Thresholds Between Worlds brings together a series of glass sculptures and Tatreez works by Najah Alboushi that merge the architecture and plant life of Oakland and Damascus. Through her hybrid constructions, the artist aims to eliminate and expand the borders between her two homes. Choosing plants that grow in the Bilad as Sham/Levant region and the Bay Area, Alboushi works alongside Syrian poet Nizar Kabbani, who describes Damascus through vines of jasmine and the defense of his homeland through protecting people and a rose alike.

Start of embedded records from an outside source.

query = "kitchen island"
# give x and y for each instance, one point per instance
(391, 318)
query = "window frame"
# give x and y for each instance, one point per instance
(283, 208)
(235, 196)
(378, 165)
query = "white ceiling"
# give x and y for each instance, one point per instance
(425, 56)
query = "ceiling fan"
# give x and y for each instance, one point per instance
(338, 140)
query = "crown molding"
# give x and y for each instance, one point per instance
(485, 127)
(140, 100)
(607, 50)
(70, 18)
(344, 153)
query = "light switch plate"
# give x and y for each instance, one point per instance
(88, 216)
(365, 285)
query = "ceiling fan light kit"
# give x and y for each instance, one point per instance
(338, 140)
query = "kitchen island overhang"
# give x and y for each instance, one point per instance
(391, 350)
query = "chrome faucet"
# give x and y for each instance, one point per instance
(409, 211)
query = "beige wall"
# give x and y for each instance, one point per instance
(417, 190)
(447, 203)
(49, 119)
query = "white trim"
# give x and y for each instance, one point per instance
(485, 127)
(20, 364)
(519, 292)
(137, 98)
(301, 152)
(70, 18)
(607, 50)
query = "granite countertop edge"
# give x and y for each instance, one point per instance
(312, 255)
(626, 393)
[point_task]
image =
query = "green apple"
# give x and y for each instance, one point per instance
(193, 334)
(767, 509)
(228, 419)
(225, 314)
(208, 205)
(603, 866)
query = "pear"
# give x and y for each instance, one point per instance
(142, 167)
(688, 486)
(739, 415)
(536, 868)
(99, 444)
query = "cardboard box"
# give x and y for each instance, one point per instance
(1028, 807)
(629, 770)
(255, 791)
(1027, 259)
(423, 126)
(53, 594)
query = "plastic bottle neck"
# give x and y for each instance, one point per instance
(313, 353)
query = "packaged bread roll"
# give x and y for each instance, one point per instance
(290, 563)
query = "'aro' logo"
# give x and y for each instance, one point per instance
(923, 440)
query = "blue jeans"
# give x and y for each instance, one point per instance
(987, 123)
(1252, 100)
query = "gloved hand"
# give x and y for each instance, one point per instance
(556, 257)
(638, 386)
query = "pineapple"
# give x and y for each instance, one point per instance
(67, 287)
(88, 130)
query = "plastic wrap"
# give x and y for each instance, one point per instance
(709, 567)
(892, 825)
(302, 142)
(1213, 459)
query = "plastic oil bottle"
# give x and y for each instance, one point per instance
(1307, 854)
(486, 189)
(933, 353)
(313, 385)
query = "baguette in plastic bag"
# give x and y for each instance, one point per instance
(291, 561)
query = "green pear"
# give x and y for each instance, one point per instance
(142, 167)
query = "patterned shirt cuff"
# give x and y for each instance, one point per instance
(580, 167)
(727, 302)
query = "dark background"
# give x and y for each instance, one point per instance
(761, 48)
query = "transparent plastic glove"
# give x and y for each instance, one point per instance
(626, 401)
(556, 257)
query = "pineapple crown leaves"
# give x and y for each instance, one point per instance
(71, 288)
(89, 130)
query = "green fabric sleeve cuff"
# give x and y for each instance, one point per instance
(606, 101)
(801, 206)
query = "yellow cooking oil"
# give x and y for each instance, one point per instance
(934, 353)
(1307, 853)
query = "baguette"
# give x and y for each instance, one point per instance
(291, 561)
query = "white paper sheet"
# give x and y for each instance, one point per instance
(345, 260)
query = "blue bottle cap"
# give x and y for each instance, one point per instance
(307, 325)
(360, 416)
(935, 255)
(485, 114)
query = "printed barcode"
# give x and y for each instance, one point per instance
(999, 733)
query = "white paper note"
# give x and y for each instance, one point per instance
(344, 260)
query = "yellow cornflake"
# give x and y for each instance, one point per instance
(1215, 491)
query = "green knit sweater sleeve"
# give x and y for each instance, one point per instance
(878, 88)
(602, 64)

Alboushi’s structures reference traditional Levantine architecture, clothing, and craft, the symmetry found in Islamic art forms, as well as breeze blocks and the recurring motif of stacked bricks. She merges these elements with fantastical stories and ancient and modern amulets of protection against evil, such as Star Trek’s “live long and prosper,” to build fragile, speculative forms——protective sites, imagined places and futures, and portals.
Damascus, What are you doing to me? by Nizar Qabbani
Najah Alboushi is a Syrian-American artist, fabricator, and educator, born and raised in the Midwest. During her childhood, she lived a quiet, imaginative life filled with fantasies and world-building. She draws on this form of speculation along with her cultural work, organizing, writing, and art-making, to build a life that thoughtfully resists. She works with mediums that carry on the legacies of Levantine craft, including glassmaking and tatreez (cross stitching). Alboushi holds a BA in Journalism and Studio Arts from the University of Wisconsin and an MFA from California College of the Arts.